A l’Isara, école d’ingénieurs en agronomie, agroalimentaire et environnement à Lyon, les enseignements en qualité ne sont abordés qu’à partir de la quatrième année par des études de cas. La cinquième année est davantage tournée vers la mise en application, avec des projets d’innovation et un jeu de rôle sur la gestion de crise. « Les élèves doivent représenter une entreprise qui va connaître une crise sanitaire », détaille Alexia Lafarge, enseignante et consultante en qualité, sécurité des aliments et RSE.

Crise d’attractivité

L’objectif est de les préparer à devenir acteurs de leur secteur. C’est ce qu’une grande majorité d’entre eux attend, à l’image d’Aude Chevalier, fraîchement diplômée de l’Isara. « Pour moi, les crises ne sont pas des freins, mais plutôt des défis qui me donnent envie de m’engager », confie la jeune femme de 22 ans.

Le hic, c’est qu’ils sont de moins en moins nombreux à vouloir tenter l’aventure. « Alors que nos concours sont historiquement sélectifs, on n’arrive pas à remplir nos cursus, s’alarme Laurence Deflesselle, directrice générale d’Oniris. Pourtant, l’agroalimentaire est le premier employeur industriel en France, avec 450 000 salariés. » Les scandales sanitaires ne sont pas seuls en cause. Il y a aussi une question de salaires et de méconnaissance des métiers. Pour y répondre, écoles publiques et privées sous contrat ont décidé, pour la première fois, d’unir leurs forces et de répondre ensemble à l’appel à manifestation d’intérêt France 2030 Compétences et métiers d’avenir, un programme qui vise à accélérer l’adaptation des formations aux besoins de compétences de certains secteurs. Le but : rendre plus visibles ces filières dès le collège.

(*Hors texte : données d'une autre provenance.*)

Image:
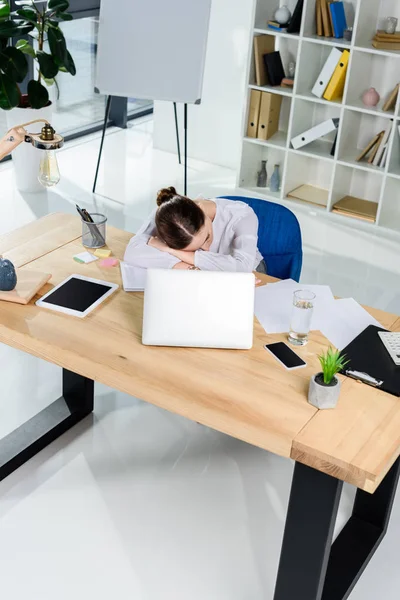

Reste à trouver les bons arguments pour faire rêver les jeunes. « Je pense que nous, futurs ingénieurs, pourrons vraiment faire bouger les lignes, notamment avec le développement des intelligences artificielles », insiste Hanane Abderrazak, 23 ans. L’étudiante en 3e année à l’Ensaia demeure toutefois lucide. Les jeunes diplômés ne changeront pas le système agro-industriel à eux tout seuls. « Il faudra que les industriels, le gouvernement et la société dans son ensemble se mobilisent pour construire un avenir plus juste et durable », previent-elle. Dans un contexte économique tendu, le principe de réalité semble bel et bien avoir pris le pas sur les idéaux chez les futurs professionnels de l’agro.